SEATTLE -- Abu Khalid Abdul-Latif, the SeaTac man who admitted plotting a terrorist attack on a Seattle military building in 2011, filed a motion in U.S. Federal Court Friday to have his 18-year sentence vacated.
In his handwritten filing, Abdul-Latif alleged his public defense attorneys "coerced" him in to a plea deal, kept evidence from him and failed to contact a witness he believed was "crucial" to his case.
Abdul-Latif was one of two men caught in an undercover sting buying guns and grenades from an informant. Defense attorneys claimed their client was entrapped by an informant who was paid $100,000. In addition, hundreds of text messages were deleted by the informant despite requests by federal prosecutors.
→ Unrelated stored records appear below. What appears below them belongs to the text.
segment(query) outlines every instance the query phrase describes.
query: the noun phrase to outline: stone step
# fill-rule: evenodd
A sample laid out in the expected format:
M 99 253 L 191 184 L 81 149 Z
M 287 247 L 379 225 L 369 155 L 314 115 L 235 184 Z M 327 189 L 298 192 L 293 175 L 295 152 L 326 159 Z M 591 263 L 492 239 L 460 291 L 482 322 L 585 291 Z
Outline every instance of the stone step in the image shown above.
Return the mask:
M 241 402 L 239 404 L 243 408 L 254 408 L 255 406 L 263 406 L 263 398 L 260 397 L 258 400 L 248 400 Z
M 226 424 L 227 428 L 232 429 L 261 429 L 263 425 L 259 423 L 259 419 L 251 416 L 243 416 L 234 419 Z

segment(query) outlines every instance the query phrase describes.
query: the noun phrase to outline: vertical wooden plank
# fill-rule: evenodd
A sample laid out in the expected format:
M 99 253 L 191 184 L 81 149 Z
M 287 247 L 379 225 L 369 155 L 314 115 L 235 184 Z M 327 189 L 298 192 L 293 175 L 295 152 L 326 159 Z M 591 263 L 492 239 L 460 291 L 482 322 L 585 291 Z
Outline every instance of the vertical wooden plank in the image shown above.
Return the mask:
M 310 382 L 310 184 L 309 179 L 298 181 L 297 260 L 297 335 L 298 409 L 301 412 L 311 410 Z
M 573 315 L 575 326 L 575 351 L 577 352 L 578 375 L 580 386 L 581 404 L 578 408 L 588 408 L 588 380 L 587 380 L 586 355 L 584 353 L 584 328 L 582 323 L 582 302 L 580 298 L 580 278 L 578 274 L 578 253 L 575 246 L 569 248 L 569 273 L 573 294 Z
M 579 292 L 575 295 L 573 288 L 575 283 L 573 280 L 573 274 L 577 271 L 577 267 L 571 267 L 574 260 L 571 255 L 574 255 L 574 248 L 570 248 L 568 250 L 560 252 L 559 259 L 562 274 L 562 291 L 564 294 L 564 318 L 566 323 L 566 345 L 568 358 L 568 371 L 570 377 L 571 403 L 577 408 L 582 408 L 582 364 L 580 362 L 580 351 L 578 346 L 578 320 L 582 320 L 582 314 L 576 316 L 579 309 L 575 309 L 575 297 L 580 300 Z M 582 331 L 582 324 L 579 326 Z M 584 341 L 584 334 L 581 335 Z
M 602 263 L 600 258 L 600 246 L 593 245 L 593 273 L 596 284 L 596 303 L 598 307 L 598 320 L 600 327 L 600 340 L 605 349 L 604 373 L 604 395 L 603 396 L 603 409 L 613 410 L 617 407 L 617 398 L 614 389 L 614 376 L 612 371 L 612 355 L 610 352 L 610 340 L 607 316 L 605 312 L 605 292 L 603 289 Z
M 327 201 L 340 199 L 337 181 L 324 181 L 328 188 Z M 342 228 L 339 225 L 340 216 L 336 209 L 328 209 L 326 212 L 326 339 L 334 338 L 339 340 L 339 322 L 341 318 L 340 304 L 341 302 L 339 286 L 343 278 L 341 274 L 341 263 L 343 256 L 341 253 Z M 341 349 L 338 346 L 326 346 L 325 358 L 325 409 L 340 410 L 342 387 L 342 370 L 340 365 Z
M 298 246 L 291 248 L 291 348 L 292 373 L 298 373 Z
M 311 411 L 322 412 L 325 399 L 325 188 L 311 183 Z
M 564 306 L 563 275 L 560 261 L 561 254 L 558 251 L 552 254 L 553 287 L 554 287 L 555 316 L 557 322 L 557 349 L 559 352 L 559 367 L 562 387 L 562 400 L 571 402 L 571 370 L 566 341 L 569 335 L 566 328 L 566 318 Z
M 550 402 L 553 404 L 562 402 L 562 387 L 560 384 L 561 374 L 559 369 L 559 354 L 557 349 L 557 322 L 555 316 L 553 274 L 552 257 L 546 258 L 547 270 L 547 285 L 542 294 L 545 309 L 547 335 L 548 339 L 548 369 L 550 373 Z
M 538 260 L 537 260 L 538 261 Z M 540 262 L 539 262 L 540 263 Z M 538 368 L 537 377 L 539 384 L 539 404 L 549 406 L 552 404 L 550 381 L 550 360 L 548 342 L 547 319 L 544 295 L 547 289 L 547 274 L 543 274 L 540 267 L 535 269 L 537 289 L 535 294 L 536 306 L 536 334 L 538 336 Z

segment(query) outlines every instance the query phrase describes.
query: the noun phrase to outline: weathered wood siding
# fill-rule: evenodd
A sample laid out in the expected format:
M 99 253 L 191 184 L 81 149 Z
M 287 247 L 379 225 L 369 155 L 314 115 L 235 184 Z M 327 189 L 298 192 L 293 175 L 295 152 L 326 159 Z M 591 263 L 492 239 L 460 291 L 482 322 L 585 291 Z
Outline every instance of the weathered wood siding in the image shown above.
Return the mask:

In his motion, Abdul-Latif claimed his lawyer "badgered and harassed me" into accepting a plea deal he did not want. He also contended his legal team "quit working" for him.
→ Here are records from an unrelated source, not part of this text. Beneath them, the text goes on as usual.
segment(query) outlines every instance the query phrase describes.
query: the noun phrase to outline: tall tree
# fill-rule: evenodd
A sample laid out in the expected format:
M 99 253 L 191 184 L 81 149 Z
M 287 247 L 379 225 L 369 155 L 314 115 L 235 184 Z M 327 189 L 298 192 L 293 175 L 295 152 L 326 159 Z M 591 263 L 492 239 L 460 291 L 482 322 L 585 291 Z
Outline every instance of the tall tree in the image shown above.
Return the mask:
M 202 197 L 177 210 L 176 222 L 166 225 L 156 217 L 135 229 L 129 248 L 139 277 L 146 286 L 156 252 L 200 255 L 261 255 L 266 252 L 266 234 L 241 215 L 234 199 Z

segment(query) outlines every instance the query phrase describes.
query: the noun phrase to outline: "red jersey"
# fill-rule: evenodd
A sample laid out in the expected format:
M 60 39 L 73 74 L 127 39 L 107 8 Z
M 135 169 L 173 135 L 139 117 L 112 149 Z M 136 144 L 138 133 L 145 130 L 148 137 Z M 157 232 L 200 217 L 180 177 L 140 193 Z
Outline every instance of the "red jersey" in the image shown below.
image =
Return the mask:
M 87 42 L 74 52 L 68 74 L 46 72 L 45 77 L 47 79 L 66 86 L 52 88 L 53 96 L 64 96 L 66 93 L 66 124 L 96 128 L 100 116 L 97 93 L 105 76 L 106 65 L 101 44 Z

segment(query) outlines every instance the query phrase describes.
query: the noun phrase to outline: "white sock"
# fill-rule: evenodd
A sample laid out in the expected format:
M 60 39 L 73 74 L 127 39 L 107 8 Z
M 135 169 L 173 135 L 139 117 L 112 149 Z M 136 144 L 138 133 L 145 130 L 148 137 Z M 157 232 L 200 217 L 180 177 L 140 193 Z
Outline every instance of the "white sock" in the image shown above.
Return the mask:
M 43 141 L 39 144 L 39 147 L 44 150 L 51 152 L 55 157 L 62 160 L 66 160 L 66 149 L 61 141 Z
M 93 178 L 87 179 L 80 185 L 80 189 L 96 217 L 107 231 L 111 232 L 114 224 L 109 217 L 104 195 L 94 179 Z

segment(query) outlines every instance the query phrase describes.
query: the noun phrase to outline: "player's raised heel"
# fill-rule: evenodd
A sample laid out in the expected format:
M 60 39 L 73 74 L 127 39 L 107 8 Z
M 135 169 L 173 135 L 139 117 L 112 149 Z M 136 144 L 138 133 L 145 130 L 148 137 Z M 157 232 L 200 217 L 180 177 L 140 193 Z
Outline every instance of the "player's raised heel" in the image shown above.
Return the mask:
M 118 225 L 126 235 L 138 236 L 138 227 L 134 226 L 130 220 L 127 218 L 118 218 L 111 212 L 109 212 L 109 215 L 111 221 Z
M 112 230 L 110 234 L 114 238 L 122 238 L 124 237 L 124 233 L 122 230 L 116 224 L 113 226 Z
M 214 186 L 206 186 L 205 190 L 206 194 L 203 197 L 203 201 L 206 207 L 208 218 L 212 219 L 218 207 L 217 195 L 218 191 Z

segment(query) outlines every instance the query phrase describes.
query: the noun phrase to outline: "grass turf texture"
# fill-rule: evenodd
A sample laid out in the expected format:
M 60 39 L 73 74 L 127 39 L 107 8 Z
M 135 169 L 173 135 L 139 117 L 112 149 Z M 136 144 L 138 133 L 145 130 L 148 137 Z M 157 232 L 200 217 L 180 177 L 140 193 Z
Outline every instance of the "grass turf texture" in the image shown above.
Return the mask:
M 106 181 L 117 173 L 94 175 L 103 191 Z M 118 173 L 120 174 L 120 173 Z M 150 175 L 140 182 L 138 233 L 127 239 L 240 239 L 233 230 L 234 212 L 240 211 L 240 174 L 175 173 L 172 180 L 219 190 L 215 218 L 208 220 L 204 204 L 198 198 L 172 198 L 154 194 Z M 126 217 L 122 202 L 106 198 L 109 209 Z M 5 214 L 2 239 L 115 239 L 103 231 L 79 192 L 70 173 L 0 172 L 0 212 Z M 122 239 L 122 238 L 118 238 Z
Abdul-Latif also wrote he never saw a large portion of the evidence against him until after accepting his plea, and that a "crucial" witness was never contacted.
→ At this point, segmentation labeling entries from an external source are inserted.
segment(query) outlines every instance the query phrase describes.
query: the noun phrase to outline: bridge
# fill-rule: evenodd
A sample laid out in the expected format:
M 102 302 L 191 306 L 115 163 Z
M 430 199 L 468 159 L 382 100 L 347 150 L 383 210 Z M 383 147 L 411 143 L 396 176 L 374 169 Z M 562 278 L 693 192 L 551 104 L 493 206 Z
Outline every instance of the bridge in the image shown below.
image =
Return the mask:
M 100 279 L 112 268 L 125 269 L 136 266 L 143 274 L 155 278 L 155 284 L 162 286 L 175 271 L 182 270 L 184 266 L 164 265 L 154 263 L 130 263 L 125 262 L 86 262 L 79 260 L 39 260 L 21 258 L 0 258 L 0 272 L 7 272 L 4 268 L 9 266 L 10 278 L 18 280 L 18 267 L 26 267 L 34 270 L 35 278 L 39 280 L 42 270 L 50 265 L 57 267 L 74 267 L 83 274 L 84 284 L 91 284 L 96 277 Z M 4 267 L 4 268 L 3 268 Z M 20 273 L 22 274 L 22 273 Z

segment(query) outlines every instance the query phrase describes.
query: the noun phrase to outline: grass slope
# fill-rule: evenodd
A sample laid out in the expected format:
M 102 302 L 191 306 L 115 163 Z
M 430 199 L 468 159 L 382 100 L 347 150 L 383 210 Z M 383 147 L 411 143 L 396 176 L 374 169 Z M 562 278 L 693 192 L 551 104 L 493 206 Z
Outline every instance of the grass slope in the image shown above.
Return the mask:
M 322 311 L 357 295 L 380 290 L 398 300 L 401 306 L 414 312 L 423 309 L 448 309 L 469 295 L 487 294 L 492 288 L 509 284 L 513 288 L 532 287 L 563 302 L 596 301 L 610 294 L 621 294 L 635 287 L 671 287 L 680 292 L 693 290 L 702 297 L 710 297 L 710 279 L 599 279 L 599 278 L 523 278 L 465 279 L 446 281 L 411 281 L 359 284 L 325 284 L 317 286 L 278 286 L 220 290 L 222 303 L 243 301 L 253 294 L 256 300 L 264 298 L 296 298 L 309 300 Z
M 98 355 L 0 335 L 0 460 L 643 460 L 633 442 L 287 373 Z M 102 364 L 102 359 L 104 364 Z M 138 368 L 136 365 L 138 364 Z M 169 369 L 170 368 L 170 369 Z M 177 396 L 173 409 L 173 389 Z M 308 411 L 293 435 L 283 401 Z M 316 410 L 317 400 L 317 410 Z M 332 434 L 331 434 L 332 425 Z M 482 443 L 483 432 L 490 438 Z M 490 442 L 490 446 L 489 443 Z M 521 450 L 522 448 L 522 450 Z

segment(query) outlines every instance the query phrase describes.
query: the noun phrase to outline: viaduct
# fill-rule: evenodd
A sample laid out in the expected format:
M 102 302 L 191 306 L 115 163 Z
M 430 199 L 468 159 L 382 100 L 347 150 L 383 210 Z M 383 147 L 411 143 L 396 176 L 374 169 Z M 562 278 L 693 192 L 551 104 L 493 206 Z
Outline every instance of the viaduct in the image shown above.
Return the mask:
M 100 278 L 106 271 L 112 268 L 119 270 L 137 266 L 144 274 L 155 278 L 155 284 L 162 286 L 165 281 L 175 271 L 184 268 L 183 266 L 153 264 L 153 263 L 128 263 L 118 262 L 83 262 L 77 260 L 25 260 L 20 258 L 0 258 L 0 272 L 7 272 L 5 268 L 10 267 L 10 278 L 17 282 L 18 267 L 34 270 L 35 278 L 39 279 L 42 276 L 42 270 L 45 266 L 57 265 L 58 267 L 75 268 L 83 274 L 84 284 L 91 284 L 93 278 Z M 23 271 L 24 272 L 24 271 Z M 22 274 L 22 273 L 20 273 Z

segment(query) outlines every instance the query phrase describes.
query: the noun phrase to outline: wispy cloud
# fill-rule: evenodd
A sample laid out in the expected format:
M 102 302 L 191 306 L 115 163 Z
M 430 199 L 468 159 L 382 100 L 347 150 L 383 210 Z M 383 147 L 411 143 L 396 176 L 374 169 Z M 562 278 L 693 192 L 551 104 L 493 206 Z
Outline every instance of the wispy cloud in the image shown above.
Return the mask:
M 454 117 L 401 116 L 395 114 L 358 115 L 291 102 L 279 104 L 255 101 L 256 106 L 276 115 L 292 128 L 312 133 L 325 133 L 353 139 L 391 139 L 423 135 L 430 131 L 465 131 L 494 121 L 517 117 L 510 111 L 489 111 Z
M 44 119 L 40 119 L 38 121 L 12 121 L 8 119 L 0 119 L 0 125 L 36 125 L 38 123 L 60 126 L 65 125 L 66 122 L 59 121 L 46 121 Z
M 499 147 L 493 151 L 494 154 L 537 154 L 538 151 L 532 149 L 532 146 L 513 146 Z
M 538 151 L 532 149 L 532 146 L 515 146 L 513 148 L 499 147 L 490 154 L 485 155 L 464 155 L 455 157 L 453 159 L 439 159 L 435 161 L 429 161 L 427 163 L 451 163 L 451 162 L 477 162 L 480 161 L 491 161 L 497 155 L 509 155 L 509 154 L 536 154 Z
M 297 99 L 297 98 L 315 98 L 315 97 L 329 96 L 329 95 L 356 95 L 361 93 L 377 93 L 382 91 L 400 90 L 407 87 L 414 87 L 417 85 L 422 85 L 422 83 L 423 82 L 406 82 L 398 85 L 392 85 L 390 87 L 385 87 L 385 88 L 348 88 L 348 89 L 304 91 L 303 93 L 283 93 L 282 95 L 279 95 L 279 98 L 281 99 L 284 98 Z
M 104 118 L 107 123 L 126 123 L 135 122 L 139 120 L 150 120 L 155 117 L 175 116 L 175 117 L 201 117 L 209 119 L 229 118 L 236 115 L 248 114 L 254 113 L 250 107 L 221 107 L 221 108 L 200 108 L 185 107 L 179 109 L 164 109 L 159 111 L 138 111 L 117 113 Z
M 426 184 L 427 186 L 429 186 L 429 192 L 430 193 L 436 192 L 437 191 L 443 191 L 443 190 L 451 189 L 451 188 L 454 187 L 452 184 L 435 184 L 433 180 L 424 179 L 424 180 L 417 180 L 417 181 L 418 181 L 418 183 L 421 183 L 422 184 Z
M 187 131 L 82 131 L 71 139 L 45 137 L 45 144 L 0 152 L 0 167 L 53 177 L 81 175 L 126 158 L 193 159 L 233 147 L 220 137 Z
That witness is Faheem Saddiq, who volunteers in local prisons with the Washington Islamic Chaplain Organization. Saddiq was told by the main informant in the case, Robert Childs, that Abdul-Latif was set up and "asked for it."
Tuesday, Saddiq denied any such conversation.
"The only thing Mr. Childs told me was that he'd been involved with law enforcement in trying to stop [the attack] from happening," Saddiq told KING 5.
"Why would he even divulge that to me," he continued, "It makes no sense."
Federal defender Jennifer Wellman said Tuesday she could not comment on her former client's filing, only to say the office is no longer working with Abdul-Latif.